Was curious to see just how much light it takes to do the focusing so set up in the basement, some daylight coming in, on a very dull day. Focused on the upper unpainted hinge at f3.5 without any difficulty. Light level was such that the exposure was ISO 100, f 11 and 20 seconds exposure.
I know from experience that the vast majority (98+%) of the images I make are at less than 30 seconds so I conclude that focusing will not be a deal breaker.
I just tried focusing at f11 (a lot less light - actually less than 1/8 as much light) and the screen goes a little grainy but not bad, and focusing even with the greater depth of field and slow cycling of the image, and the noise was not a problem. I used a magnifying glass on the magnified image and that really didn't work at this low level and large depth of field. I opened the lens again to 3.5 and retried focusing the magnified image with my magnifying glass in hand - and that worked fine and felt more secure than without the magnifying glass - slightly noisy screen notwithstanding.

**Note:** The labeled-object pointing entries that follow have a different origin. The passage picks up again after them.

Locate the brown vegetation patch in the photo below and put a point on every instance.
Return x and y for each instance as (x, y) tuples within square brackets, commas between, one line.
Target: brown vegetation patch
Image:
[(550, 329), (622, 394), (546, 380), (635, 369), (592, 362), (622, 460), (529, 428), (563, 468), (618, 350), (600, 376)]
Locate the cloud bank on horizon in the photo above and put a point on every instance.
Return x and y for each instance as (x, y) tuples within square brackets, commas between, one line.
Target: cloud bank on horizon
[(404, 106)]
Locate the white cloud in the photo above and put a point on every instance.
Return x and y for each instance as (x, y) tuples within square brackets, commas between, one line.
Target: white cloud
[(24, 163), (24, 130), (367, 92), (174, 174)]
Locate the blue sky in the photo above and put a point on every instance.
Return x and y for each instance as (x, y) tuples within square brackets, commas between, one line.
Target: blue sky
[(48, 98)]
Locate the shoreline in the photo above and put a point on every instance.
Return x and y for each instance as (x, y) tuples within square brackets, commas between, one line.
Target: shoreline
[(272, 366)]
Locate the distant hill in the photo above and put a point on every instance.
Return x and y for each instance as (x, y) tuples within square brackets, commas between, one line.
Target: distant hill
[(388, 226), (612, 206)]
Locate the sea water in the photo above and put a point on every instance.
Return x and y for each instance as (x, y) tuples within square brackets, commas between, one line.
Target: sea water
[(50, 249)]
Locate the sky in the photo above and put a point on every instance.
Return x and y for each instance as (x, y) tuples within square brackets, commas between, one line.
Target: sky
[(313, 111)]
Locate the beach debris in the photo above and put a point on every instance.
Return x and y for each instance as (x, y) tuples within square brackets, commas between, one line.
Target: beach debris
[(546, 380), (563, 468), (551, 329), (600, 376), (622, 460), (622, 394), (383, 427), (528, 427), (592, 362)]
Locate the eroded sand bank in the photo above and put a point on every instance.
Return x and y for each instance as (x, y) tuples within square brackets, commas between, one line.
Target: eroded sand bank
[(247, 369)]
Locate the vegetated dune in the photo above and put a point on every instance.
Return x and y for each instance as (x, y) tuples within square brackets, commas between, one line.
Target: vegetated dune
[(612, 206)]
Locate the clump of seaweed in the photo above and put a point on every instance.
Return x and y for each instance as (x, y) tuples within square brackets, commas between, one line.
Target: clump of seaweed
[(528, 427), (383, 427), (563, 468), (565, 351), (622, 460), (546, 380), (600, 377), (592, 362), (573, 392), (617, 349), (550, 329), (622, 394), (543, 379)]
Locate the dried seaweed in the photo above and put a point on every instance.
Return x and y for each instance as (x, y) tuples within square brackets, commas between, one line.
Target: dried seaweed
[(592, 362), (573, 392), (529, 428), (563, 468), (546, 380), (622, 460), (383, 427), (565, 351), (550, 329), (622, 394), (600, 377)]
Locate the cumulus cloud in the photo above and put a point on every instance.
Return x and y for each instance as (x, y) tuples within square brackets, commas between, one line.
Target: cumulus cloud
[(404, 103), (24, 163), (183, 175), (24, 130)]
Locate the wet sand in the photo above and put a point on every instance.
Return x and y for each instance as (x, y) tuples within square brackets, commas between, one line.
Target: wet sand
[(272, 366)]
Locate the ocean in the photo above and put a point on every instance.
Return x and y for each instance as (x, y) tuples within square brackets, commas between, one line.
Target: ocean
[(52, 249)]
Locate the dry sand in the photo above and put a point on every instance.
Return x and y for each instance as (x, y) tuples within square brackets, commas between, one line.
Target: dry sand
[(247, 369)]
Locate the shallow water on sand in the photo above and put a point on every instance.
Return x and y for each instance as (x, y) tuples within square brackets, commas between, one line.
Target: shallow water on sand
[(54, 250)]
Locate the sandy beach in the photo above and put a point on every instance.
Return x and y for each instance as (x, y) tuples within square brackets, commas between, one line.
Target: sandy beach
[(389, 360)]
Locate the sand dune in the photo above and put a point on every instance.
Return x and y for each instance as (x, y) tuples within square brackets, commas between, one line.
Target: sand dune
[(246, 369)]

Bottom line: I don't think manual focusing will be an issue under 30 seconds, f4 for the focusing and ISO 100. No idea what it would be like for photographing star trails - not something I've ever done.
OF course, the image recorded isn't noisy, just the screen and viewfinder, and only under this low light.
Can't tell about autofocus as none of my lenses are autofocus on the adapter anyway and even those that are for the Pentax, are almost always focused manually in the kind of work I do.
I hope that the 32-64 lens turns out to be sharp, and that in a year or so they will add something like a 64-128, and a 128-256 or thereabouts high quality zooms. Pentax has an old 80-160 which is reputed to be very good, and a 150-300 which isn't, more's the pity as on full frame, my 70-200 is my most used lens.